My vote for best living apologist would be James White. His knowledge for manuscript evidence is excellent. He also does very well with identifying his opponents presumptions.

Two others that I have seen in person are very good are Phillip E. Johnson who has of late suffered a couple of strokes that has removed him from the current debate forum. He can be heard on the Veritas Forum. Another that I have seen is Ravi Zacharius who is a great speaker to hear in person.


----------



## J. David Kear

I think Doug Wilson is the best living apologist that I have listened to. James white is a distant second.

There are none living, that I have heard or read, who hold a candle to Bahnsen.

Peace,
DK


----------



## KSon

*I think Doug Wilson is the best living apologist that I have listened to. James white is a distant second.*

*There are none living, that I have heard or read, who hold a candle to Bahnsen.*



Agreed. A gentleman at my last church gave me a copy of his "mid-level course on apologetics". I listened and thought "mid-level for who?".


----------



## steven-nemes

Paul Manata says this in regards to his being among the options to choose from:



> It is flattering to see my name there, but it is utterly ridiculous to have my name there, especially considering (a) who I am ahead of and (b) who didn't make the cut.


----------



## greenbaggins

Some names I think should up there: Scott Oliphint, Bill Edgar, Robert Reymond, Tim Keller, and Ravi Zacharias.


----------



## Hadassah

Re4mdant said:


> I do not know if he is the best but Ravi Zacharias should at least have made the list


----------



## Craig

J. David Kear said:


> I think Doug Wilson is the best living apologist that I have listened to. James white is a distant second.
> 
> There are none living, that I have heard or read, who hold a candle to Bahnsen.
> 
> Peace,
> DK



Hmmm...I like Doug...while I think he's better than most pop apologists, there are some men I think out-perform him. I'm a presupper, but I like Ravi Zacharias quite a lot...his lectures moreso than his books (except Can Man Live Without God?...that was good). James White is excellent when it comes to false religions and arminianism...I recommend him more than anyone else when it comes to those two issues.
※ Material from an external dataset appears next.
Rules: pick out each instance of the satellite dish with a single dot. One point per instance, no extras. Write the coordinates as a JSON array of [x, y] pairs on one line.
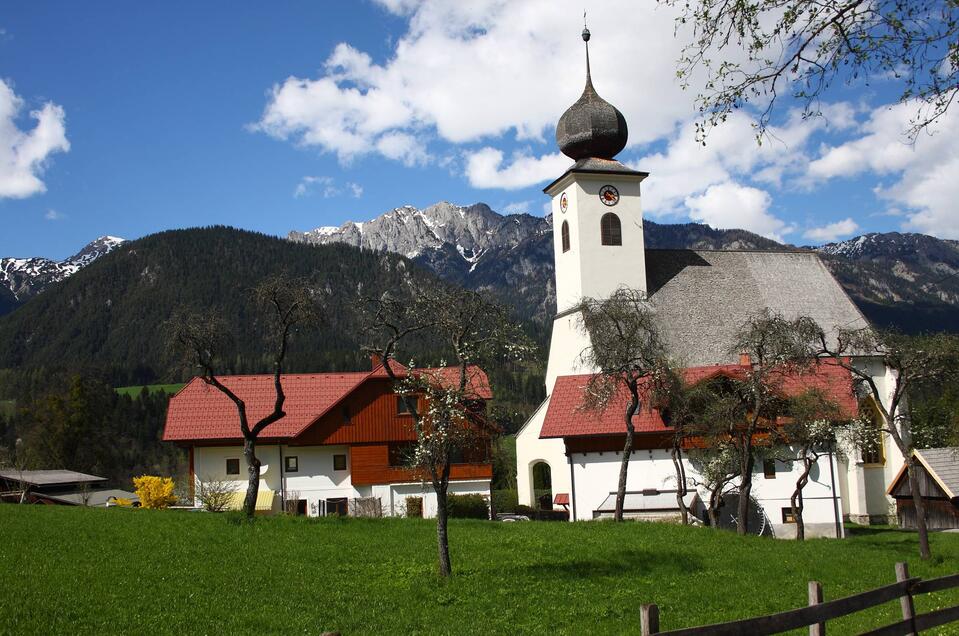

Alvin Plantinga is interesting, and I think EAAN is great.



steven-nemes said:


> Paul Manata says this in regards to his being among the options to choose from:
> 
> 
> 
> 
> It is flattering to see my name there, but it is utterly ridiculous to have my name there, especially considering (a) who I am ahead of and (b) who didn't make the cut.
Click to expand...


As much as Manata doesn't think he belongs on the list...I read Triablogue a lot. Other than the Bayly Blog, it is the only other blog I check out regularly and read entirely. Why? Because I see more original material there than anywhere else.


----------



## Joseph Scibbe

I voted for White, Sproul, and Ravi. Sorry if I was only allowed one.....


----------



## boldforchrist

Michael Horton


----------